Local carers have been treated to a special afternoon tea to celebrate their artistic flair and their caring efforts and to raise awareness about their contribution to society.
The carers were selected for special recognition for their entries in Celebrating Carers through Art, a competition run by the NHS and voluntary sector and supported through sponsorship and donations from local businesses.
They and those they care for enjoyed a choice of teas with sandwiches, scones and pastries, in the elegant surroundings of The Elvetham, near Hartley Wintney. They met fellow carers and cared-for people, as well as local NHS and voluntary sector staff who support carers.
Celebrating Carers through Art invited unpaid carers in North East Hampshire and Farnham to submit artwork which reflected either their life as a carer, or their life outside caring. The competition invited people of all ages to take part, in a variety of artistic disciplines.
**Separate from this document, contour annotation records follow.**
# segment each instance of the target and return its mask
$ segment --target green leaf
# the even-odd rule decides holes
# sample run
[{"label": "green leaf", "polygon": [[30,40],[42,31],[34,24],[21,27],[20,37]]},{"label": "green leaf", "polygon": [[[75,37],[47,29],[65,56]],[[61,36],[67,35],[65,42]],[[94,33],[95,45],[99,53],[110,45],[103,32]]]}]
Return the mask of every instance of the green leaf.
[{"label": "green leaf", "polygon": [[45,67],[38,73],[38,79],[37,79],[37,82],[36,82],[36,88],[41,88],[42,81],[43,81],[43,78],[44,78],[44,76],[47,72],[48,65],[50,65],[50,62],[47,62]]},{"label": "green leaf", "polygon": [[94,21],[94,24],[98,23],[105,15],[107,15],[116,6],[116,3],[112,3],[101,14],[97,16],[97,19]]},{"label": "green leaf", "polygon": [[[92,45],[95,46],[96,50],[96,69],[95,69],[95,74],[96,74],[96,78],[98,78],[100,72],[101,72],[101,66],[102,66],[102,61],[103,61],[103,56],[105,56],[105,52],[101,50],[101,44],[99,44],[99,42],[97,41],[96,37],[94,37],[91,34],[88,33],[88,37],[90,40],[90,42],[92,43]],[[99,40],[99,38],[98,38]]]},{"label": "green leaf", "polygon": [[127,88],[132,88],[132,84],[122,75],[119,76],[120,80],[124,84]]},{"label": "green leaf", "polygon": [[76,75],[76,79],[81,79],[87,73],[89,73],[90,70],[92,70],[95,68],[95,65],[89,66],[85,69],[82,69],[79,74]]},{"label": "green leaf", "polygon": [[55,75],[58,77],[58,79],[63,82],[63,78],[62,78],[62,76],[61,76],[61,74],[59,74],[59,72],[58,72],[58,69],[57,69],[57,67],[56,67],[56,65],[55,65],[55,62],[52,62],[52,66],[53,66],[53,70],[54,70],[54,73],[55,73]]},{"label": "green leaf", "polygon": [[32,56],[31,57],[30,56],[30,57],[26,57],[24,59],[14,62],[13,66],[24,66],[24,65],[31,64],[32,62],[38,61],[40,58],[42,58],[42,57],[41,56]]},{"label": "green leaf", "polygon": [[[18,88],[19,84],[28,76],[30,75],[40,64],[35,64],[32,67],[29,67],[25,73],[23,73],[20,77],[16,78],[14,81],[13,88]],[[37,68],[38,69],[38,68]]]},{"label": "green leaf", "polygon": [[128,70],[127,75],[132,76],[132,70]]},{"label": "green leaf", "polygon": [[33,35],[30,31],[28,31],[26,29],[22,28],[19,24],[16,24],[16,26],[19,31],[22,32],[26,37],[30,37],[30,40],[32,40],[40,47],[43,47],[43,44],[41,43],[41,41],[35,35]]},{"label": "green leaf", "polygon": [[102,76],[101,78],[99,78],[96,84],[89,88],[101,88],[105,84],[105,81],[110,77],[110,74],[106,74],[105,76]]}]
Entries included poems, drawings, and handicrafts.
One carer said of the event: “It has been a wonderful treat in perfect surroundings. A lot of people don’t realise the amount that a carer does, so for people to actually recognise that and have a competition and awards, it brings it to life and to the attention of the general public and I think it’s the most wonderful idea.”
Kerry Hearsey, CEO of the Princess Royal Trust for Carers in Hampshire, said: “Carers give so much of their time and energy in looking after other people that they often put their own lives on hold.
“We wanted to use this competition to boost awareness of local carers by getting them to express themselves and explore their creative sides and give them a sense of accomplishment outside their caring duties.
“Taking them out to a lovely afternoon tea in such stunning surroundings and enabling them to meet other people in similar situations to themselves is our small way of thanking them for what they do and helping them to celebrate their creativity and their achievements.”
Dr Peter Bibawy is Clinical Chair of NHS North East Hampshire and Farnham Clinical Commissioning Group, which works with the voluntary sector to support carers.
He said: “The work that unpaid carers do nationwide is huge and has been valued at more than the overall budget of the NHS, so we really need to look after the carers within our local population.
“Holding this competition will hopefully have made a difference to the lives of those who have taken part, by helping them to reconnect with their creative sides and to make them think about themselves a bit more. We hope the entries will help us to continue to raise awareness.”
The organisers of Celebrating Carers through Art would like to thank the many local organisations that have provided sponsorship, donations or other support for the programme.